Dual-arm coordination

A subtle point: num_action_tokens=8 — the model predicts multiple tokens per timestep, not one. Why?

With dual-arm manipulation, each arm needs its own trajectory but must coordinate. 8 tokens allow the model to encode:

Tokens 1-4: left arm trajectory
Tokens 5-8: right arm trajectory
Attention between tokens → both arms "know" what each other is doing

This is a distinction from the earlier research review — the paper actually supports dual-arm, though demos haven't shown full bimanual tasks yet.

Layer 3: LMO RL Policy — Legs know what arms are doing

This is what I consider the most significant contribution of the paper, and the part where open-source code will be most valuable to the community.

Humanoid robot moving in open space

What is LMO and why is it different?

Stance width — widens stance for complex manipulation
CoM compensation — shifts center of mass opposite to reaching arm
Foot placement — positions feet optimally for stability
Gait adaptation — switches from walking to standing when precise manipulation is needed

Observation space design

from dataclasses import dataclass
import numpy as np

@dataclass
class LMOObservation:
    """
    Observation space for LMO RL policy.
    Three groups: proprioception, exteroception, and manipulation context.
    """
    # === Proprioception ===
    joint_positions: np.ndarray    # [12] — 6 joints × 2 legs
    joint_velocities: np.ndarray   # [12]
    base_orientation: np.ndarray   # [4] — quaternion
    base_angular_vel: np.ndarray   # [3] — gyroscope
    base_linear_acc: np.ndarray    # [3] — accelerometer
    
    # === Exteroception ===
    foot_contacts: np.ndarray      # [4] — 2 feet × (heel, toe)
    
    # === Manipulation context (KEY INNOVATION) ===
    latent_action: np.ndarray      # [256] — z_t from VLA encoder
    
    @property
    def as_vector(self) -> np.ndarray:
        return np.concatenate([
            self.joint_positions,       # 12
            self.joint_velocities,      # 12
            self.base_orientation,      # 4
            self.base_angular_vel,      # 3
            self.base_linear_acc,       # 3
            self.foot_contacts,         # 4
            self.latent_action,         # 256
        ])  # Total: 294 dimensions

    @property
    def dim(self) -> int:
        return 294

Note the dimensions: 256 out of 294 dims come from z_t.
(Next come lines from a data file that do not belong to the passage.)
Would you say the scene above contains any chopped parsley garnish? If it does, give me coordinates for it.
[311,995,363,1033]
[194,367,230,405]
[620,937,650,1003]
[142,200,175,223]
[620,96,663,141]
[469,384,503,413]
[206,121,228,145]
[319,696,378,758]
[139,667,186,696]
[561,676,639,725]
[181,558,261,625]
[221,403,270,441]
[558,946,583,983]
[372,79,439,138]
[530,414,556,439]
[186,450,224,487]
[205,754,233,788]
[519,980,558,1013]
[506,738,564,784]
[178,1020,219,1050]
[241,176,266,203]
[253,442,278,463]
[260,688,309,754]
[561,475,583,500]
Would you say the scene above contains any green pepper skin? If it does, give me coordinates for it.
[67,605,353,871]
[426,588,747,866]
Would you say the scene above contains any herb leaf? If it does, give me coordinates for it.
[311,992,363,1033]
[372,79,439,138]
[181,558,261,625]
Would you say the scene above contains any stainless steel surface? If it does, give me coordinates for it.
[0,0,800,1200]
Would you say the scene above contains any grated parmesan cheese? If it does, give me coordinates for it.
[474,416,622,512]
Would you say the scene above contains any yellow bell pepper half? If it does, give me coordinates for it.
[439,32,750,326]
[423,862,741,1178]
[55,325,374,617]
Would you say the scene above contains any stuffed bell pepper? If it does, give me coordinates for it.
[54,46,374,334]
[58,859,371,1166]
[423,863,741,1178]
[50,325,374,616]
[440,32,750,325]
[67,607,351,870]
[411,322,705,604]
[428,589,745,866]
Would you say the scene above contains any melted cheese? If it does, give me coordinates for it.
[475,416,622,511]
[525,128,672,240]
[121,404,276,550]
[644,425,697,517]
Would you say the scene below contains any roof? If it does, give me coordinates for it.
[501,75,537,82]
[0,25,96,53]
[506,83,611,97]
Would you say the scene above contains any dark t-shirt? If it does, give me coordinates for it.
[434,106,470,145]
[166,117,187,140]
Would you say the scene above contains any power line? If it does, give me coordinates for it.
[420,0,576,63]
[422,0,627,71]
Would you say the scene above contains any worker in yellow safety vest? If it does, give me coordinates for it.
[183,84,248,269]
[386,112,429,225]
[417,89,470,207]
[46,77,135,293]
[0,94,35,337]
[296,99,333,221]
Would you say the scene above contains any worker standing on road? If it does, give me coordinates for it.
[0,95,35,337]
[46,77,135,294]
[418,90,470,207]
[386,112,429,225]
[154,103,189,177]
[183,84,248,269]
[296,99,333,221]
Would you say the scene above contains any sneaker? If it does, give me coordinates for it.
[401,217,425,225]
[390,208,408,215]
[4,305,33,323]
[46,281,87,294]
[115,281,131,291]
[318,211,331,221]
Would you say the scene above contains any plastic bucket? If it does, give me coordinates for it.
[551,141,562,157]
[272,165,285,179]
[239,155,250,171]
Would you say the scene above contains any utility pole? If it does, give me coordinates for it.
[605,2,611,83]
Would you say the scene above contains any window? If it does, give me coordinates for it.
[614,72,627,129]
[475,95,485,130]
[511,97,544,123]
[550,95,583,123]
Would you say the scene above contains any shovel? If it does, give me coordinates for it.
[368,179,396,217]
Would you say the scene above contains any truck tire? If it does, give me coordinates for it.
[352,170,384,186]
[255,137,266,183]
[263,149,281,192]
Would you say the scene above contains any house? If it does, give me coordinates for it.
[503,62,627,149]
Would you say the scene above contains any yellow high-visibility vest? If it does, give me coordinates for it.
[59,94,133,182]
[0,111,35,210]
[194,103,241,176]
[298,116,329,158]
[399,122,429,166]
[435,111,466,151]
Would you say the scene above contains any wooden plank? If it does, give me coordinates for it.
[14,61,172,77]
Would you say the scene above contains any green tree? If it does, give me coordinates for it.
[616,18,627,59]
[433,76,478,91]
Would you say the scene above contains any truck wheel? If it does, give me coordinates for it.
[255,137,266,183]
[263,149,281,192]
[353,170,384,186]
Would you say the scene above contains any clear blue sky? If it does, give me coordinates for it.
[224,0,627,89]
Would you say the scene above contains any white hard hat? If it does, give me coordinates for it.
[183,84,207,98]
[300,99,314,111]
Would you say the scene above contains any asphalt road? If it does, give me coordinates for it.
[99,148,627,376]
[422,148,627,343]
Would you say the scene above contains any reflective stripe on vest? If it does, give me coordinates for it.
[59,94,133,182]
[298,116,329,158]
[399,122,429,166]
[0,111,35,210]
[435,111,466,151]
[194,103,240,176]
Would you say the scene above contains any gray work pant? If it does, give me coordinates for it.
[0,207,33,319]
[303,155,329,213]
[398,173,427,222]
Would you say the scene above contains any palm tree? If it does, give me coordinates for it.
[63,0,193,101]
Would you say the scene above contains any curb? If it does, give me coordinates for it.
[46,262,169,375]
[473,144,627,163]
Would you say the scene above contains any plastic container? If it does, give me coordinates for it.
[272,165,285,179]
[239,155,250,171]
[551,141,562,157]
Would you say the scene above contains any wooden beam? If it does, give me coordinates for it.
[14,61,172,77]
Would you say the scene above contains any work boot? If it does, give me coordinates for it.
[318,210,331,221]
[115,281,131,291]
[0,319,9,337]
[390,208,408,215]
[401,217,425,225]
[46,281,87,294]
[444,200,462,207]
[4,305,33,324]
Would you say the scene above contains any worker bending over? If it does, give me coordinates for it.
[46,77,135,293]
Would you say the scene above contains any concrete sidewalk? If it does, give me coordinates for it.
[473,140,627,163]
The latent action accounts for 87% of the observation space — showing just how important manipulation context is for locomotion.

Detailed reward function

Reward design is where "art" meets "science" in RL. The LMO reward has multiple balanced components:

class LMORewardFunction:
    """
    Multi-component reward for LMO policy.
    
    Design philosophy:
    - Locomotion policy does NOT just optimize for movement
    - It must optimize for CREATING A STABLE FOUNDATION
      for manipulation to succeed
    - z_t allows locomotion to "look ahead" at manipulation intent
    """
    def __init__(self):
        self.weights = {
            'orientation': 0.25,
            'angular_velocity': 0.10,
            'linear_velocity': 0.10,
            'foot_contact': 0.05,
            'manipulation_support': 0.20,
            'com_stability': 0.15,
            'energy': 0.05,
            'smoothness': 0.10,
        }
    
    def compute(self, state, z_t, action, prev_action):
        rewards = {}
        
        # 1. Orientation: penalize excessive tilt
        roll, pitch = state['euler'][:2]
        rewards['orientation'] = torch.exp(
            -5.0 * (roll**2 + pitch**2)
        )
        
        # 2. Angular velocity: penalize rapid rotation
        rewards['angular_velocity'] = torch.exp(
            -2.0 * torch.norm(state['angular_vel'])
        )
        
        # 3. Velocity tracking
        vel_error = state['linear_vel'][:2] - state['cmd_vel'][:2]
        rewards['linear_velocity'] = torch.exp(
            -4.0 * torch.norm(vel_error)
        )
        
        # 4. Foot contact: must always have ground contact
        rewards['foot_contact'] = (
            state['foot_contacts'].sum() >= 1
        ).float()
        
        # 5. MANIPULATION SUPPORT (key innovation)
        z_magnitude = torch.norm(z_t)
        stance_width = self._compute_stance_width(state)
        target_width = 0.3 + 0.15 * torch.tanh(z_magnitude / 10.0)
        rewards['manipulation_support'] = torch.exp(
            -3.0 * (stance_width - target_width)**2
        )
        
        # 6. CoM within support polygon
        com_pos = state['com_position'][:2]
        support = self._compute_support_polygon(state)
        com_margin = self._point_to_polygon_distance(com_pos, support)
        rewards['com_stability'] = torch.clamp(com_margin, 0, 1)
        
        # 7. Energy efficiency
        rewards['energy'] = torch.exp(
            -0.01 * torch.sum(action**2)
        )
        
        # 8. Action smoothness
        action_diff = action - prev_action
        rewards['smoothness'] = torch.exp(
            -5.0 * torch.sum(action_diff**2)
        )
        
        total = sum(
            self.weights[k] * rewards[k] for k in self.weights
        )
        return total, rewards

Key insight from reward design

Training Pipeline: From video to real robot

Stage 1: Pre-train LAM (offline, no robot needed)

# LAM training script
# Data: Ego4D dataset (~3,670 hours of egocentric video)
# Hardware: 4× A100 80GB, ~3 days

python train_lam.py \
    --data_path /data/ego4d/v2/ \
    --vision_encoder vit-base-patch16 \
    --latent_dim 256 \
    --codebook_size 512 \
    --frame_gap 2 \
    --batch_size 256 \
    --lr 1e-4 \
    --epochs 50 \
    --num_gpus 4

Stage 2: Collect robot demonstration data

WholebodyVLA proposes an efficient data collection pipeline:

Teleoperation on AgiBot X2 — operator controls arms via VR controller
Record: egocentric image + joint states + language annotation
Augmentation: add camera noise, lighting variation

The paper collects ~500 episodes per task — far fewer than RT-2 (~130K) thanks to the pre-trained latent space.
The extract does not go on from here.